It follows from Theorem 2.1 that if the functiony = f ( x ) has a derivative at all points, then it can reach an extremum at those points where = 0.
However, this condition is not sufficient, since there are functions for which the specified condition is satisfied, but there is no extremum. For example, the functiony= at a point x = 0 the derivative is zero, but there is no extremum at this point. In addition, the extremum may be at those points where the derivative does not exist. For example, the functiony = | x | there is a minimum at the pointx = 0 , although the derivative does not exist at this point.
Definition 2.2. The points at which the derivative of a function vanishes or has a discontinuity are called critical points of this function.
Consequently, Theorem 2.1 is not sufficient for determining extreme points.
Theorem 2.2 (sufficient condition for the existence of an extremum). Let the function y = f ( x ) continuous on the interval( a , b ) , which contains its critical point , and is differentiable at all points of this interval, with the possible exception of the point itself . Then, if, when moving this point from left to right, the sign of the derivative changes from plus to minus, then this is a maximum point, and, conversely, from minus to plus - a minimum point.
Proof. If the derivative of a function changes its sign when passing a point from left to right from plus to minus, then the function moves from increasing to decreasing, that is, it reaches at the point its maximum and vice versa.
From the above, a scheme for studying a function at an extremum follows:
1) find the domain of definition of the function;
2) calculate the derivative;
3) find critical points;
4) by changing the sign of the first derivative, their character is determined.

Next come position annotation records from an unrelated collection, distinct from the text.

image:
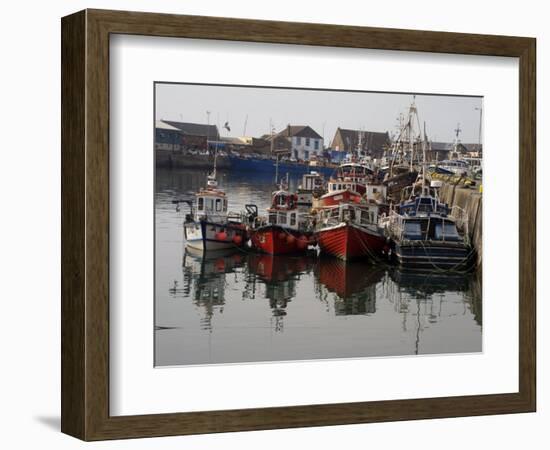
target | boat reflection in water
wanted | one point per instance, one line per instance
(279, 274)
(352, 284)
(236, 306)
(204, 279)
(422, 297)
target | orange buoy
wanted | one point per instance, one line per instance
(220, 265)
(302, 243)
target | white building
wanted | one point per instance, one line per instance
(305, 142)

The task of studying a function for an extremum should not be confused with the task of determining the minimum and maximum values of a function on a segment. In the second case, it is necessary to find not only the extreme points on the segment, but also compare them with the value of the function at its ends.
Intervals of convex and concave functions
Another characteristic of the graph of a function that can be determined using the derivative is its convexity or concavity.
Definition 3.1. Function y = f ( x ) is called convex on the interval( a , b ) , if its graph is located below any tangent drawn to it on a given interval, and vice versa, it is called concave if its graph is above any tangent drawn to it on a given interval.
Let us prove a theorem that allows us to determine the intervals of convexity and concavity of a function.
Theorem 3.1. If at all points of the interval( a , b ) second derivative of the function ( x ) is continuous and negative, then the functiony = f ( x ) is convex and vice versa, if the second derivative is continuous and positive, then the function is concave.
We carry out the proof for the interval of convexity of the function. Let's take an arbitrary pointϵ ( a , b ) and draw a tangent to the graph of the function at this pointy = f ( x ) (Fig. 3.1).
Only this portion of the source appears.